Description
The offset_of macro (#106655) is side effect free. For standard library functions that are side effect free, or that have side effects but there is versions of them that don't return anything, it is policy to add a must_use
attribute to them so that users are warned if they invoke the function without doing anything with the result (#89692).

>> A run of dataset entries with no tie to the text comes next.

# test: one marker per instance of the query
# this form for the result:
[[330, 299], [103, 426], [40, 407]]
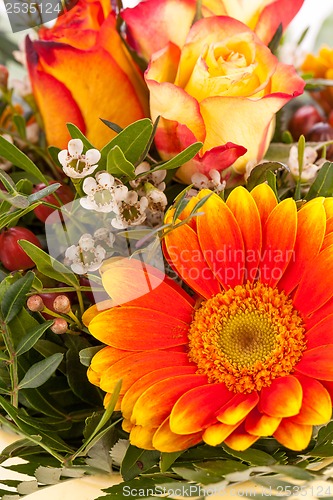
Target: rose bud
[[322, 132], [303, 120], [35, 303], [59, 326], [61, 304]]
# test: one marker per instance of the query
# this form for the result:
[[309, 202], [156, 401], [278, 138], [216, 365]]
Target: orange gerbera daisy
[[251, 353]]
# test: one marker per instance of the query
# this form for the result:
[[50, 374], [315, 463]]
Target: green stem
[[12, 363]]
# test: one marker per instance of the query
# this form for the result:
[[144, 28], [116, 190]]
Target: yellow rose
[[154, 23], [222, 88], [80, 72]]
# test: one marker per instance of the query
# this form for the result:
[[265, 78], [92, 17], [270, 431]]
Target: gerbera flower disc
[[250, 353]]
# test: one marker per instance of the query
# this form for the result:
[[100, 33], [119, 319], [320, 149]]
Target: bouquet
[[166, 251]]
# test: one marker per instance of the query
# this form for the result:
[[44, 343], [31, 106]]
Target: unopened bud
[[59, 326], [35, 303], [62, 304], [3, 76]]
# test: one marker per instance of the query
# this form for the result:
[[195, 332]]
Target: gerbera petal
[[197, 409], [317, 363], [187, 258], [321, 333], [328, 205], [316, 405], [167, 441], [283, 398], [315, 288], [245, 210], [311, 219], [135, 391], [221, 241], [293, 436], [155, 404], [137, 284], [259, 424], [240, 440], [328, 241], [217, 433], [143, 327], [238, 408], [320, 314], [278, 246], [131, 368], [265, 200]]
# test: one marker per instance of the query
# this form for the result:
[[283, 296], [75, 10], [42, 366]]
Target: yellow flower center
[[246, 337]]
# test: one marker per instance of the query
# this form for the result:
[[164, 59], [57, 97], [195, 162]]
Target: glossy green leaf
[[38, 195], [180, 159], [118, 165], [137, 461], [48, 265], [19, 159], [40, 372], [132, 140], [323, 184], [30, 339], [252, 456], [15, 297]]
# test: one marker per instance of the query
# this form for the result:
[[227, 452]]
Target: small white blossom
[[74, 163], [105, 235], [103, 193], [213, 181], [85, 256], [154, 178], [132, 211], [310, 168]]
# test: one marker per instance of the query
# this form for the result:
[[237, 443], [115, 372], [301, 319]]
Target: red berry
[[12, 256], [303, 120], [65, 194]]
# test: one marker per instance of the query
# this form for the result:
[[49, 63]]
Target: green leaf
[[40, 372], [180, 159], [137, 461], [167, 459], [77, 373], [15, 297], [292, 471], [118, 165], [38, 195], [252, 456], [323, 184], [112, 125], [132, 140], [48, 265], [30, 339], [19, 159], [76, 133], [259, 173]]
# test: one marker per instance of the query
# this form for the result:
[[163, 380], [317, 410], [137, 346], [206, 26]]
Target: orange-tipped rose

Ideally, the same should hold for the offset_of
macro as well. One of the lints in the unused
lint group should fire if you don't use the result of the offset_of!()
macro:
fn foo() {
offset_of!(F, field); // WARNING result must be used
}
struct F { field: u8, }
Ideally it would be integrated into the must_use
system, say via supporting #[must_use]
attributes on macros. Currently you are getting:
warning: `#[must_use]` has no effect when applied to a macro def
--> src/main.rs:1:1
|
1 | #[must_use = "hi"]
| ^^^^^^^^^^^^^^^^^^
|
= note: `#[warn(unused_attributes)]` on by default
for
#[must_use = "hi"]
macro_rules! foo {
() => {0};
}
fn main() {
foo!();
}
It could e.g. expand to some AST node that is just the identity.
Alternatively, one could also just solve it for the offset_of macro via sending the result through a function:
macro_rules! offset_of_must_use {
() => {
#[must_use = "offset_of result must be used"]
const fn must_use(v: usize) -> usize { v }
must_use(0)
};
}
fn main() {
offset_of_must_use!();
}
Sadly this pollutes the context with a function however. If one surrounds the entire expansion with {}
s, the lint is silent again.
I don't think it's worth its own lint in itself.